The Cheng is worth 6.400 points. It consists of jumping onto the springboard, doing a half twist before pushing off the vault with your hands, then doing a flip with one and a half twists.
The pommel horse has long been known as the bane of the U.S. men's gymnastics team, and even the top gymnasts have trouble mastering the tricky, physics-defying routines it requires. The exception is Alex Naddour, a four-time national champion on the pommel horse who qualified in seventh place to the final.
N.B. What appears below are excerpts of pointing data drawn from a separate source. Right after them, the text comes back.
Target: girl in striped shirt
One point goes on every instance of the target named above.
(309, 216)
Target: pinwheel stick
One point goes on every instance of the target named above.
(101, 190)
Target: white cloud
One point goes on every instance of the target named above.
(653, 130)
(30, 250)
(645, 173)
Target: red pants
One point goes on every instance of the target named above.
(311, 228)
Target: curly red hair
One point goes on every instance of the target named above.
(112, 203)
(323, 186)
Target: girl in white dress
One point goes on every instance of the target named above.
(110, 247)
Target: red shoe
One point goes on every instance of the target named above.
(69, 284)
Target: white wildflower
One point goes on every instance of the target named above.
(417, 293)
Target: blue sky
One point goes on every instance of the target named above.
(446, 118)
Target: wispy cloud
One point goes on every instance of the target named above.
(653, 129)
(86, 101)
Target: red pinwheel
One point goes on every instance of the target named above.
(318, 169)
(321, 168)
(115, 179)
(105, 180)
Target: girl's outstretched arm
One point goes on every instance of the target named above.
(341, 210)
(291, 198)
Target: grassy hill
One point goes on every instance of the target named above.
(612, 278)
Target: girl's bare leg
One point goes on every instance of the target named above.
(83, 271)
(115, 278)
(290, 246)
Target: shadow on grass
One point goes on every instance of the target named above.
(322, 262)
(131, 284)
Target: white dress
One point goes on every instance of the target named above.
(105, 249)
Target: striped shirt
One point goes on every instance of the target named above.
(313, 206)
He's capable of a 7.0 total difficulty value for his routine, which is one of the top in the world.
A U.S. gymnast hasn't won a pommel horse Olympic medal since Peter Vidmar and Tim Daggett in 1984.
Naddour will face off against all three medalists from the 2015 World Championships: Great Britain's Max Whitlock and Louis Smith and Armenia's Harutyun Merdinyan. Smith won bronze at the 2008 Olympics, the first Olympic medal in 80 years for a British gymnast, and silver at the 2012 Olympics in the pommel horse. He came out of retirement in 2014 in part because he hopes to claim Olympic gold.
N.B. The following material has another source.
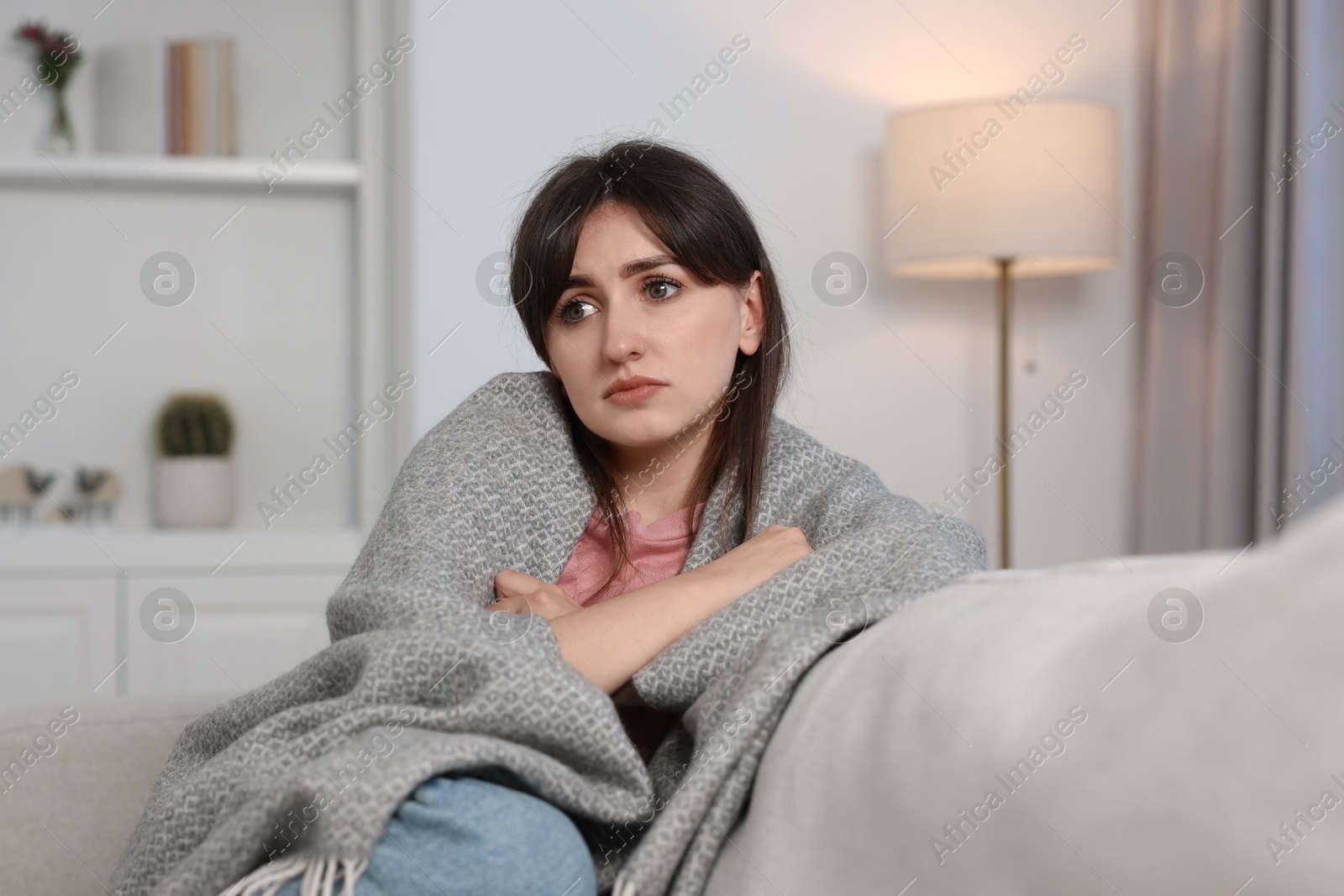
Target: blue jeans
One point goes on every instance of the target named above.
(461, 836)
His fiercest competition could come from Whitlock, who beat Smith's score by one-tenth in the qualifying round. Whitlock is the reigning world champion on pommel horse, and is riding high after winning an all-around bronze medal a few days ago. Smith hasn't competed since Monday's team final, where he slipped off the pommel horse in the final rotation and couldn't help push his team closer to the medal stand.
At the last world championships, four different gymnasts earned the exact same score in the uneven bars final. Since there are no tiebreakers at Worlds, four gymnasts shared the title of co-champion. Two of those women will be competing in Rio's uneven bars showdown: the U.S.' Madison Kocian and Russia's Daria Spiridonova. Kocian was the top qualifier to the final with a score of 15.866.
A tenth of a point behind her was teammate Gabby Douglas, the 2012 Olympic all-around champion who won team gold with both London's Fierce Five and Rio's Final Five. This will be Douglas' only opportunity to win an individual Olympic medal in Rio.
Russia's Aliya Mustafina is looking to defend the Olympic title on uneven bars she won in 2012. She had the highest difficulty score in qualifications and is known for being a fierce competitor who performs best when the stakes are highest.